We had our dinner with champagne (which I forgot to chill). I meant to make an almond apple tart, but gave in to reason and exhaustion and settled for some extra vanilla ice cream we had in the fridge topped with leftover berries from breakfast and some Christmas cookies. It was a nice blend between rich foods that felt special, and not so many dishes that cooking and washing up took half of the holiday.

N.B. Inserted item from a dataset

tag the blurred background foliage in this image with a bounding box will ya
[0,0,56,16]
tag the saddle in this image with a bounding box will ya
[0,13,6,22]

Two days later after the Man’s mother had left for Canada and his teenage sisters arrived for a few days I used the leftover ribs to make soup, starting loosely from this recipe. Placed the ribs and one last leftover bit of meat in a large pot, filled with water to cover, brought to a boil, then left to simmer, covered, about two hours with occasional checks. Pulled the meat out and pulled it off the bones and cut it up, then put it in the fridge to wait. Brought the broth to a full boil and kept it going til reduced by about 1/2. Poured in an extra quart of beef broth, the reserved meat, 8 oz mushrooms, a couple peeled and chopped carrots, three or four peeled and chopped potatoes, a couple stalks of rosemary, some thyme, a few diced cloves of garlic, baby onions (peeled first by cutting an x in the end, dropping in boiling water for a minute, then slipping the skins off) and some worcestershire sauce, then simmered it all about 20 minutes and salted and peppered to taste. It was tasty the first night, but was awesome the second night when I remembered to stir in some of the sauce from the original roast (a red wine/beef broth/browned pan bits sauce). Definitely made the difference between a nice regular soup and something special. We got about 8 adult-sized servings out of it, although this could easily vary depending on how much you thin it with broth or how many extra veggies you use.
We’re not doing anything special for New Year’s Eve as the Man is on call at the hospital. Nobody has energy to party after wrangling tiny children solo for twelve hour stretches, or dragging home from the wards late at night with a 4:00a.m. alarm for work the next morning. We shall celebrate by sleeping. May you have a happy, lovely, and blessed New Year!